In November 2014 a new certification regulation for aircraft that also targets icing caused by SLD has been introduced. It initially applies only to smaller aircraft, but larger aircraft may also be affected by this in the future. As this is of great interest to aircraft manufacturers, a solution is needed. The current lack of calculation methods, test facilities and, ultimately, flight data on the phenomenon of SLD is the reason for the industry, various scientific institutions and universities to invest in research and development.
The development of high quality aircraft simulation models from flight test data using system identification techniques (Sys-ID) is an important research topic with a long tradition at the DLR Institute of Flight Systems (DLR-FT).

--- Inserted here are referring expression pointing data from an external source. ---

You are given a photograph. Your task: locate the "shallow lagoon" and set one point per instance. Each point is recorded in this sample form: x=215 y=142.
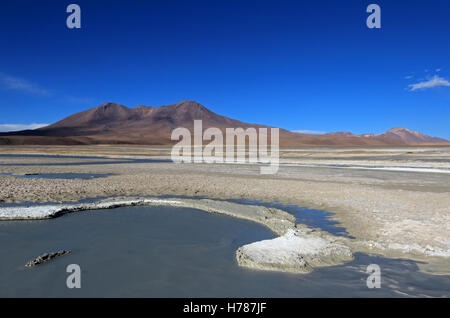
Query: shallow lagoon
x=177 y=252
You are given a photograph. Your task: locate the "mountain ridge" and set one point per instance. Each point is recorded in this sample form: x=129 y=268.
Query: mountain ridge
x=112 y=123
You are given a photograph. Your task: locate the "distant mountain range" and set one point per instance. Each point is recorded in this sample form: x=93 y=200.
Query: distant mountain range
x=111 y=123
x=399 y=133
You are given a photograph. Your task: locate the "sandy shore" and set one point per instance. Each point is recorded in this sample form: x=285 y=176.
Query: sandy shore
x=393 y=213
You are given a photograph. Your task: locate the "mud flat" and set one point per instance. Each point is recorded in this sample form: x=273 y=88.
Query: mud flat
x=298 y=249
x=401 y=214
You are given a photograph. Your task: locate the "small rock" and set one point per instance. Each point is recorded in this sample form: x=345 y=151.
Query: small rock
x=45 y=258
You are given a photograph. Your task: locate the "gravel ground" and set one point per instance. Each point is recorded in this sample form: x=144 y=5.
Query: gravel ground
x=404 y=214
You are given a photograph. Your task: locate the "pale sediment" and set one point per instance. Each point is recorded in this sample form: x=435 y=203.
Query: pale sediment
x=297 y=249
x=391 y=213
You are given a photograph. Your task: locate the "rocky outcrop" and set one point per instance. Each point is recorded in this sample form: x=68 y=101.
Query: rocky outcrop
x=46 y=257
x=300 y=250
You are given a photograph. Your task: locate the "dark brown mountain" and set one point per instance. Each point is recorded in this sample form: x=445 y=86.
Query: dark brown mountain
x=111 y=123
x=410 y=136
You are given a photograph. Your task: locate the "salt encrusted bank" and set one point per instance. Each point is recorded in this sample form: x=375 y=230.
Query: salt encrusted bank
x=298 y=249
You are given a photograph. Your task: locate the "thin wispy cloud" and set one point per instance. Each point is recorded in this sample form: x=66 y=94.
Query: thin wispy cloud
x=19 y=84
x=435 y=81
x=18 y=127
x=313 y=132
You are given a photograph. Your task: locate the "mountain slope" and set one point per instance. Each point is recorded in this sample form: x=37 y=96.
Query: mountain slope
x=112 y=123
x=410 y=136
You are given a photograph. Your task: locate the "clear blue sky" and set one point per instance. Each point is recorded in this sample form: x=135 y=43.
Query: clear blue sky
x=300 y=65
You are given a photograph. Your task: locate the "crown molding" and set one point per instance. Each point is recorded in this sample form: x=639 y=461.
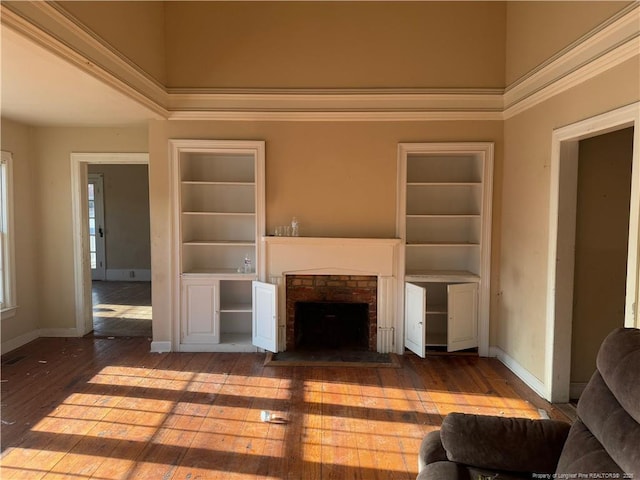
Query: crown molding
x=47 y=24
x=336 y=104
x=605 y=47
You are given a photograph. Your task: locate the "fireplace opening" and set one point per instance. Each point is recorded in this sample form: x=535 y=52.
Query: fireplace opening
x=331 y=325
x=333 y=290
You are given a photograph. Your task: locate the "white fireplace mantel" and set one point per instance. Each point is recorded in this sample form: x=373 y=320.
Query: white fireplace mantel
x=339 y=256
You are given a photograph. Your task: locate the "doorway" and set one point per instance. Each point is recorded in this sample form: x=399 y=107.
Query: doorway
x=602 y=236
x=95 y=204
x=562 y=240
x=122 y=276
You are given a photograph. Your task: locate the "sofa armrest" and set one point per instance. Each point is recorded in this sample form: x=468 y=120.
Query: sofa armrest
x=431 y=450
x=511 y=444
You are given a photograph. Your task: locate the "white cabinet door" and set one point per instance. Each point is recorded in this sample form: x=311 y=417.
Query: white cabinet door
x=414 y=319
x=200 y=312
x=462 y=325
x=265 y=316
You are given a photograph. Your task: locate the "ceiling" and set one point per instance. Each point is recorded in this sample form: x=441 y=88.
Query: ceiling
x=42 y=89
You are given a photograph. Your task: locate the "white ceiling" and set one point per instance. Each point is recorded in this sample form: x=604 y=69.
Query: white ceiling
x=40 y=88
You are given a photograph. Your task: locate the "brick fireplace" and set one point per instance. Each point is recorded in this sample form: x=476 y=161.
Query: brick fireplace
x=337 y=270
x=327 y=292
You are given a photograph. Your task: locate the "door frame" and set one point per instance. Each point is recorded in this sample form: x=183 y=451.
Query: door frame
x=80 y=225
x=98 y=273
x=561 y=250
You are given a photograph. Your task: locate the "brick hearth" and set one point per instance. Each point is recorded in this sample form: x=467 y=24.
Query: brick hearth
x=332 y=288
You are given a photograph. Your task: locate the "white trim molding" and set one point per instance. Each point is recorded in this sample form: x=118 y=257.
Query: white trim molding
x=82 y=269
x=83 y=49
x=608 y=45
x=561 y=247
x=525 y=375
x=160 y=347
x=336 y=104
x=605 y=47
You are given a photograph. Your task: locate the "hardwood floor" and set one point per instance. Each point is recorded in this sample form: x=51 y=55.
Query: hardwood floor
x=105 y=408
x=121 y=309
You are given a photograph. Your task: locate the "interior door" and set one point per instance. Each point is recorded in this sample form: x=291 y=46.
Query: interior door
x=415 y=309
x=265 y=316
x=462 y=325
x=95 y=198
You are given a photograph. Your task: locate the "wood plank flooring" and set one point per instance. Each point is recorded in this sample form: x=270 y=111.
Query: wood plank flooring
x=107 y=409
x=121 y=309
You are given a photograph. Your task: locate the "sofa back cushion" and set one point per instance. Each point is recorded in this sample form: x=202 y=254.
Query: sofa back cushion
x=608 y=413
x=618 y=362
x=511 y=444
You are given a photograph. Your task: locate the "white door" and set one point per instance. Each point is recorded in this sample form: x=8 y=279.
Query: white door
x=462 y=324
x=200 y=312
x=95 y=198
x=415 y=309
x=265 y=316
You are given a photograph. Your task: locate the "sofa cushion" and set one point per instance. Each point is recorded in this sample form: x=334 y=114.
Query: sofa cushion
x=510 y=444
x=616 y=431
x=444 y=471
x=584 y=454
x=618 y=360
x=431 y=450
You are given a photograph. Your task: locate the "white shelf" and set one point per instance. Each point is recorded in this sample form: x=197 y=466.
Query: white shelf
x=447 y=276
x=238 y=308
x=200 y=182
x=231 y=243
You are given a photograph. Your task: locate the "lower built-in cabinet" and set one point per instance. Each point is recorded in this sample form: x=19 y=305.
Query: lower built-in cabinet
x=227 y=314
x=441 y=314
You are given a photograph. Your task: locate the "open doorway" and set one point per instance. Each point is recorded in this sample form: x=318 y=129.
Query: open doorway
x=602 y=236
x=119 y=303
x=562 y=240
x=120 y=241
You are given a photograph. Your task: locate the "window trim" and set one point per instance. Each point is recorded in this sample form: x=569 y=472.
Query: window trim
x=7 y=245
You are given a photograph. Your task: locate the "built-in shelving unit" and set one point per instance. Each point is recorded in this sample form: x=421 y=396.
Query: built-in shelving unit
x=444 y=219
x=219 y=215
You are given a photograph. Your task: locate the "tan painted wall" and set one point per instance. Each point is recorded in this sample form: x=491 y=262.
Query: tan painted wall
x=126 y=207
x=338 y=178
x=17 y=139
x=335 y=44
x=602 y=233
x=134 y=28
x=525 y=206
x=52 y=150
x=536 y=31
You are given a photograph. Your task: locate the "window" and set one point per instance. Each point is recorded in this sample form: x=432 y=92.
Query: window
x=7 y=272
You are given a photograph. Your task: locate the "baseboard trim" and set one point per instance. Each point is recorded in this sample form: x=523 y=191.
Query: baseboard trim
x=160 y=347
x=18 y=342
x=22 y=340
x=128 y=275
x=576 y=389
x=58 y=332
x=522 y=373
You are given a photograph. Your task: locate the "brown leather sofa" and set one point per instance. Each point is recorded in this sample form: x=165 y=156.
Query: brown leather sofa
x=604 y=442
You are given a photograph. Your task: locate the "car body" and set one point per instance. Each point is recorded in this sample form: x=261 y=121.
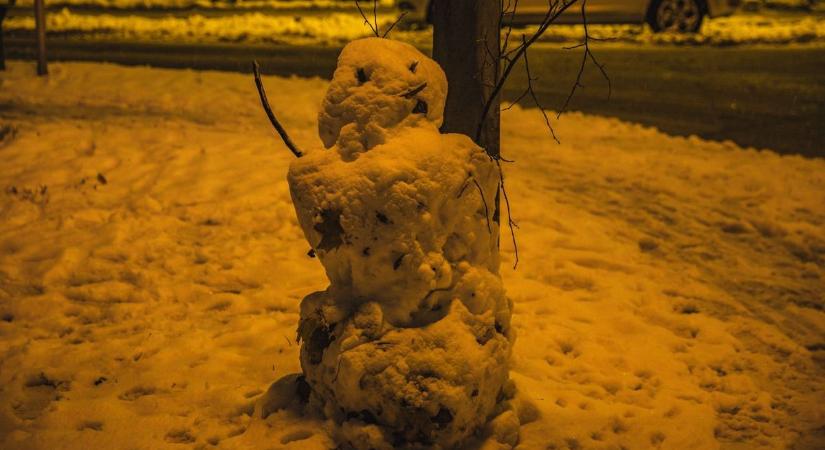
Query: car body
x=654 y=12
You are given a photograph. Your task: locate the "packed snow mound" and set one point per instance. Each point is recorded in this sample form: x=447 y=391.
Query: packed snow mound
x=395 y=224
x=669 y=294
x=409 y=345
x=379 y=84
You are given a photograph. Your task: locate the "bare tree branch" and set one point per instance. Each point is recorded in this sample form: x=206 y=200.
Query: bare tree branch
x=367 y=21
x=552 y=14
x=510 y=222
x=533 y=93
x=585 y=56
x=394 y=23
x=256 y=70
x=484 y=200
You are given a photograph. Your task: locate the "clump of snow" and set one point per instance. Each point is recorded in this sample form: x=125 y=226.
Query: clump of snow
x=670 y=290
x=378 y=85
x=410 y=342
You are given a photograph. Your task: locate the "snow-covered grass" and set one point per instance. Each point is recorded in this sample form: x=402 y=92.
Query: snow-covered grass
x=336 y=28
x=669 y=294
x=212 y=4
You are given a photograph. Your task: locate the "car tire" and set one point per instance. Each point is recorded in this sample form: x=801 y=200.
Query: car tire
x=680 y=16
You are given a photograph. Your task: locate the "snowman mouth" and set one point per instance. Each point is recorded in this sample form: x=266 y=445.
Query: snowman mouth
x=412 y=92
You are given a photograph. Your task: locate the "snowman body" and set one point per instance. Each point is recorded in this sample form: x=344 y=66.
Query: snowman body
x=410 y=342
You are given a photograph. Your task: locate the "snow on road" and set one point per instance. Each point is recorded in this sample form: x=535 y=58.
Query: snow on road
x=669 y=292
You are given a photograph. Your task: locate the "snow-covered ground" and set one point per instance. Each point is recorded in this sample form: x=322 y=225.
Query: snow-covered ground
x=669 y=292
x=215 y=4
x=336 y=28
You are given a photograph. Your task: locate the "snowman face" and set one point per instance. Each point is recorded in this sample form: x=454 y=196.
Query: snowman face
x=380 y=84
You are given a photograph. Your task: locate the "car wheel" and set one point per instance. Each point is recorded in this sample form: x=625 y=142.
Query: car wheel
x=681 y=16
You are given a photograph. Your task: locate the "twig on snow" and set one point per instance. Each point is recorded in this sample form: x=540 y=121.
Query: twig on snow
x=256 y=70
x=374 y=29
x=394 y=24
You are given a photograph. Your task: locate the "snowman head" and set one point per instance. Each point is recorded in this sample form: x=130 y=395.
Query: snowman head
x=380 y=84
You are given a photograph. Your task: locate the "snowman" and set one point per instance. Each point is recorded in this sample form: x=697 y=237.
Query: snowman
x=409 y=345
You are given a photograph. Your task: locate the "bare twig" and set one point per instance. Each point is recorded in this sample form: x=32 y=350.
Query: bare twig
x=585 y=56
x=256 y=70
x=486 y=210
x=510 y=222
x=375 y=15
x=394 y=23
x=552 y=14
x=374 y=29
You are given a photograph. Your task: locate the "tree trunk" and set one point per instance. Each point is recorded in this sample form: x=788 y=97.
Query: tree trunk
x=466 y=42
x=2 y=51
x=40 y=23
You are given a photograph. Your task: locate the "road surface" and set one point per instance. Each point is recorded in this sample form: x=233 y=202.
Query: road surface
x=763 y=97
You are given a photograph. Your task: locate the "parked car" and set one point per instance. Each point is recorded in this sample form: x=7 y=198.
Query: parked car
x=662 y=15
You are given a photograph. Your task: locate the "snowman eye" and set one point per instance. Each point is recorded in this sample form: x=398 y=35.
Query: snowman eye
x=361 y=75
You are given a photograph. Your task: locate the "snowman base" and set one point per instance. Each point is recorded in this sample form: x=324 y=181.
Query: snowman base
x=432 y=386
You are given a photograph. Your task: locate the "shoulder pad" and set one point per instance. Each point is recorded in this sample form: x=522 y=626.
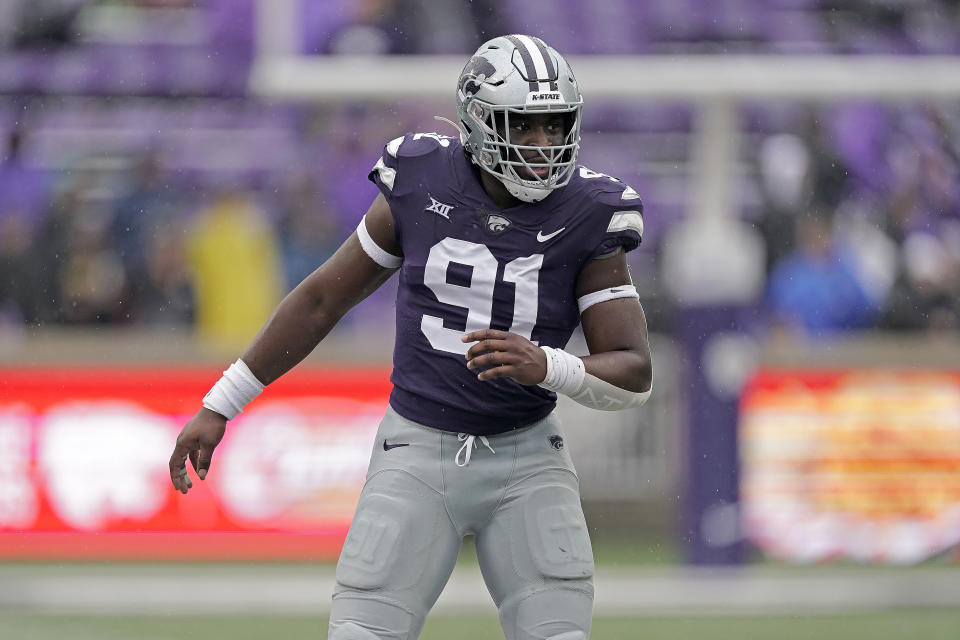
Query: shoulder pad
x=413 y=145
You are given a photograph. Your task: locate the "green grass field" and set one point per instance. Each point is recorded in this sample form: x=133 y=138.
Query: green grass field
x=912 y=624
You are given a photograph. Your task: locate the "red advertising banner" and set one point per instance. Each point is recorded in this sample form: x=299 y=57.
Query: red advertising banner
x=856 y=464
x=85 y=455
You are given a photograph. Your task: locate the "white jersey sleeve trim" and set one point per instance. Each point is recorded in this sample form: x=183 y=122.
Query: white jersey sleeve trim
x=626 y=220
x=387 y=175
x=622 y=291
x=378 y=255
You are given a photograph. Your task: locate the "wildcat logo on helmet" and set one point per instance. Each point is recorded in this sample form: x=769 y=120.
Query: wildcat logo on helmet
x=497 y=224
x=477 y=71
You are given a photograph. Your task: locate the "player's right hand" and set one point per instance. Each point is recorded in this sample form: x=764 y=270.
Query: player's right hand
x=196 y=441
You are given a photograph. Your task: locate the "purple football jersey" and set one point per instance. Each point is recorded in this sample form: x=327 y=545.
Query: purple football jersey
x=469 y=265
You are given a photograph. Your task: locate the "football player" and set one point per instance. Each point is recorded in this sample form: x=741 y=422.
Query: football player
x=503 y=245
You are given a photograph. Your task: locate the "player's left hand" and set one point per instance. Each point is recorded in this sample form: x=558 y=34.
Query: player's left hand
x=501 y=354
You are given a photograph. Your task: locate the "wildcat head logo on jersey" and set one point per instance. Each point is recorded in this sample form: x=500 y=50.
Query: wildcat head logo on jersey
x=497 y=224
x=477 y=71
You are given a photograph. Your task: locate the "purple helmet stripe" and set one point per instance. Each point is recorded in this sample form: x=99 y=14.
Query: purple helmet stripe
x=551 y=72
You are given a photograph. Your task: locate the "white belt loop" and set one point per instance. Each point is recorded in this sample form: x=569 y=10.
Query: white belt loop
x=469 y=443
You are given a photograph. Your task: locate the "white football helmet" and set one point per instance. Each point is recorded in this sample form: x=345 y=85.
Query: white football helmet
x=518 y=74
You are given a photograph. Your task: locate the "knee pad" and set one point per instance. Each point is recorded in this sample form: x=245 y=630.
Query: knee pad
x=389 y=618
x=561 y=611
x=351 y=631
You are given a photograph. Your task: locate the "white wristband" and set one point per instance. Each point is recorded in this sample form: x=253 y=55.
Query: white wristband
x=233 y=391
x=565 y=371
x=566 y=374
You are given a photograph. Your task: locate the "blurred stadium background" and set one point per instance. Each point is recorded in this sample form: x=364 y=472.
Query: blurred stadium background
x=170 y=168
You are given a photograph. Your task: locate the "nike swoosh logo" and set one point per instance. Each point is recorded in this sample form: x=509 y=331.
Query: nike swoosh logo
x=544 y=238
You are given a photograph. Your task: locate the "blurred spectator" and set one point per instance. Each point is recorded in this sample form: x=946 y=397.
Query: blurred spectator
x=91 y=280
x=17 y=291
x=308 y=233
x=815 y=290
x=49 y=249
x=146 y=207
x=926 y=297
x=235 y=261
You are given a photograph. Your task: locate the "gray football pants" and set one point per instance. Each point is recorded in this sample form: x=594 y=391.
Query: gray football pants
x=521 y=501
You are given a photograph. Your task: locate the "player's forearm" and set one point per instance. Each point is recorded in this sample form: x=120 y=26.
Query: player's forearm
x=627 y=369
x=296 y=327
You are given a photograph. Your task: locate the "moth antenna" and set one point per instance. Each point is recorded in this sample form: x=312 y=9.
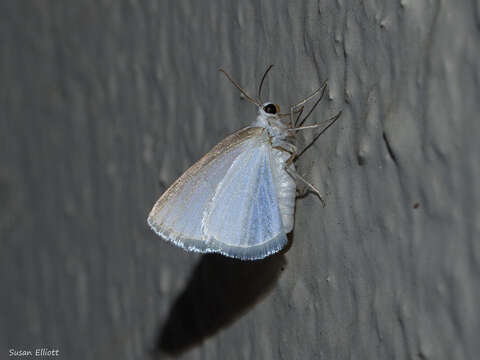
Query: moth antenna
x=239 y=88
x=261 y=83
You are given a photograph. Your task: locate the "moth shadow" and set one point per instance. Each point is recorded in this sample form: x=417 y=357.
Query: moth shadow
x=219 y=291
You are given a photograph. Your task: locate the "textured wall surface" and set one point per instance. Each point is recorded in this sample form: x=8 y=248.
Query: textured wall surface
x=104 y=103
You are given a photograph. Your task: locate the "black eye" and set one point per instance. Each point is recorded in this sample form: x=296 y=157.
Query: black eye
x=270 y=109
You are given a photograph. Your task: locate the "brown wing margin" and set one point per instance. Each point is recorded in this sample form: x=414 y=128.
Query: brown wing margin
x=224 y=146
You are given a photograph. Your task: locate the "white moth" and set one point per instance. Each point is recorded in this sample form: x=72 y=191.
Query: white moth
x=239 y=199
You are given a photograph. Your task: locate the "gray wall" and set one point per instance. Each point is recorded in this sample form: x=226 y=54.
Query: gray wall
x=104 y=103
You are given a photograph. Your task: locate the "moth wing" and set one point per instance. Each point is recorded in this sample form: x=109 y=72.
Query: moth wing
x=177 y=215
x=243 y=218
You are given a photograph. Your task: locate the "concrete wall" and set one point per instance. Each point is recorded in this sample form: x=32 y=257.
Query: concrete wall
x=104 y=103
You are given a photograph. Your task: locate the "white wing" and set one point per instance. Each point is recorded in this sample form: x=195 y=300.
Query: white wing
x=243 y=217
x=189 y=213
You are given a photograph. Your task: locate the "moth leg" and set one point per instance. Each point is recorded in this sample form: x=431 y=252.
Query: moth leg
x=329 y=122
x=323 y=89
x=309 y=186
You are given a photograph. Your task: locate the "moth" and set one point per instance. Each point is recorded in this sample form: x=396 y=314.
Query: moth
x=239 y=199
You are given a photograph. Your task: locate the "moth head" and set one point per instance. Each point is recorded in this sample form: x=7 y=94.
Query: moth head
x=270 y=109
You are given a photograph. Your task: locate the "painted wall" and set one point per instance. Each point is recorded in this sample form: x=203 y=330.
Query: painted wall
x=104 y=104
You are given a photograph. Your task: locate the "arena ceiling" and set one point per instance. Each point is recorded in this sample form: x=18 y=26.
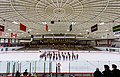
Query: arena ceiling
x=82 y=14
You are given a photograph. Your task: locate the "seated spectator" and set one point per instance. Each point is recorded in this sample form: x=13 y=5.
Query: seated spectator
x=25 y=73
x=115 y=71
x=107 y=72
x=97 y=73
x=17 y=74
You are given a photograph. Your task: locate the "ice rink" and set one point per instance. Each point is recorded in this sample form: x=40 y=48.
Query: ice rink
x=86 y=62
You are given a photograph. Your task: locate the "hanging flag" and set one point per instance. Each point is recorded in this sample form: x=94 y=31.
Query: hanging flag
x=46 y=27
x=70 y=27
x=13 y=35
x=1 y=28
x=0 y=33
x=22 y=27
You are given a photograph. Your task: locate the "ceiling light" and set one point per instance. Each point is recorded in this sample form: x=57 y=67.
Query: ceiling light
x=44 y=22
x=9 y=30
x=80 y=33
x=102 y=23
x=68 y=30
x=29 y=30
x=37 y=33
x=87 y=30
x=7 y=33
x=49 y=30
x=73 y=23
x=106 y=30
x=14 y=22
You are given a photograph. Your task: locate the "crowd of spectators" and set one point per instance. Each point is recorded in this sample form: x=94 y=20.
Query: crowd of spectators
x=107 y=72
x=59 y=56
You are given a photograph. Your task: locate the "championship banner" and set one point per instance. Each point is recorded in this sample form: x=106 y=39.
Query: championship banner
x=94 y=28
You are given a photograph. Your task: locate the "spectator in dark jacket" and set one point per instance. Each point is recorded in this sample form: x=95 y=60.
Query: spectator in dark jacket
x=25 y=73
x=115 y=71
x=107 y=72
x=97 y=73
x=17 y=74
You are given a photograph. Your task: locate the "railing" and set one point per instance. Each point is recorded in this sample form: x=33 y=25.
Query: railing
x=54 y=75
x=72 y=66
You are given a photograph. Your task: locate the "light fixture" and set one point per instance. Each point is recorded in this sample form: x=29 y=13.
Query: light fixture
x=44 y=23
x=106 y=30
x=87 y=30
x=9 y=30
x=37 y=33
x=102 y=23
x=29 y=30
x=7 y=33
x=49 y=30
x=14 y=22
x=73 y=23
x=80 y=33
x=68 y=30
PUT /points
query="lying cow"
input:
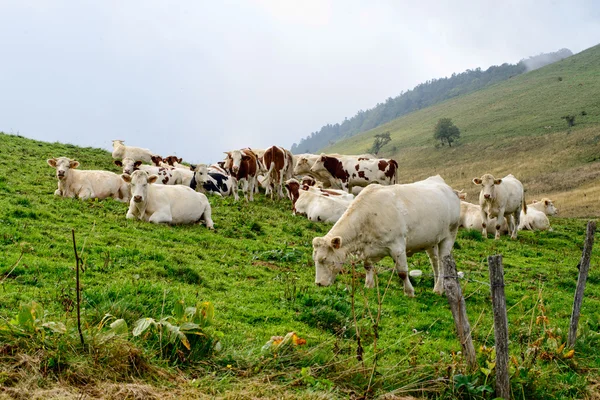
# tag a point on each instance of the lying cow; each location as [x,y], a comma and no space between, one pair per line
[500,199]
[207,180]
[87,184]
[121,151]
[242,165]
[176,204]
[395,221]
[349,171]
[536,218]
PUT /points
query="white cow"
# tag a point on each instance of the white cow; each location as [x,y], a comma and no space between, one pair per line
[321,206]
[120,151]
[175,204]
[501,198]
[87,184]
[536,218]
[395,221]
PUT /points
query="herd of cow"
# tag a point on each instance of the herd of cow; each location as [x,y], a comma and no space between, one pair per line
[374,216]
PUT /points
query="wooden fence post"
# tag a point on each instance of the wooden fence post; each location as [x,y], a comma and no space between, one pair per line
[459,310]
[500,325]
[584,267]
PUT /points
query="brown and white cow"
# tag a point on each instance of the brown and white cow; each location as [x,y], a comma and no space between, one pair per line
[121,151]
[279,164]
[500,199]
[351,171]
[242,165]
[87,184]
[396,221]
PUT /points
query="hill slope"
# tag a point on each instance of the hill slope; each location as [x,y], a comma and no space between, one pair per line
[511,127]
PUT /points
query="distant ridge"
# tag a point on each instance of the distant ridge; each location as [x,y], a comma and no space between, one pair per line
[423,95]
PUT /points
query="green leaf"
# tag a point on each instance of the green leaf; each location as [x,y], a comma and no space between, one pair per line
[119,327]
[141,325]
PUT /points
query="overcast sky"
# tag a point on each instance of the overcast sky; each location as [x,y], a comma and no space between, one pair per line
[196,78]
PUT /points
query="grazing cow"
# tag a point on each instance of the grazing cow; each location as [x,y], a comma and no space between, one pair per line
[536,218]
[279,164]
[242,165]
[175,162]
[166,175]
[498,199]
[208,180]
[120,151]
[321,206]
[176,204]
[395,221]
[351,171]
[87,184]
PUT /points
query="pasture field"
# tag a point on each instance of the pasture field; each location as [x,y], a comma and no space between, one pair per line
[256,270]
[515,127]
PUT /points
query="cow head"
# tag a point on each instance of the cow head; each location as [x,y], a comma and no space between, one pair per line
[139,182]
[201,173]
[128,165]
[62,165]
[487,182]
[329,257]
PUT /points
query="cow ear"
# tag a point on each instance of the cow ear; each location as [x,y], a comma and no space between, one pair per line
[336,242]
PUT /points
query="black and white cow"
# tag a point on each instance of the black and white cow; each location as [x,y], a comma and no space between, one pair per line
[211,180]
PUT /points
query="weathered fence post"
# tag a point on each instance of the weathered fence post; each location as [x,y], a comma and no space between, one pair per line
[459,310]
[584,267]
[500,325]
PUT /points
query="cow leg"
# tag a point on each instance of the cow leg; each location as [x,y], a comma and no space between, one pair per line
[517,221]
[369,277]
[399,256]
[499,221]
[438,281]
[207,216]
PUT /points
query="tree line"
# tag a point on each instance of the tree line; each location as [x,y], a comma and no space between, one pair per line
[423,95]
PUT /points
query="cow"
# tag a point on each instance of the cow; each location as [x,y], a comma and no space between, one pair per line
[175,204]
[242,165]
[279,164]
[498,199]
[87,184]
[350,171]
[321,206]
[395,221]
[207,180]
[175,162]
[536,218]
[120,151]
[166,175]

With respect to the exper-tise available in this topic a connection between the Brazilian aircraft manufacturer Embraer and DLR-FT has therefore been established for several years. Begin of 2013 an initial 3 years research cooperation was launched concerning recent DLR research initiatives into aircraft icing modeling and the development of Online Sys-ID methods (project SuLaDI).
Because of the major effects of icing on the aerodynamic properties and flight per-formance, this is termed a ‘degenerated aircraft configuration’. Understanding the behavior of degenerated aircraft under different types of icing is important for increasing pilots’ situational awareness and thus preventing accidents. The flight data acquired by the project will be used to develop new flight dynamics models. These will then be applied to the DLR AVES flight simulator. Figure 2 shows an example of different drag polars for the clean aircraft and for 2 icing conditions measured in flight test. The red curves show the models developed using Sys-ID. As long term perspective an incorporation of appropriate icing scenarios into the standard pilot training is considered.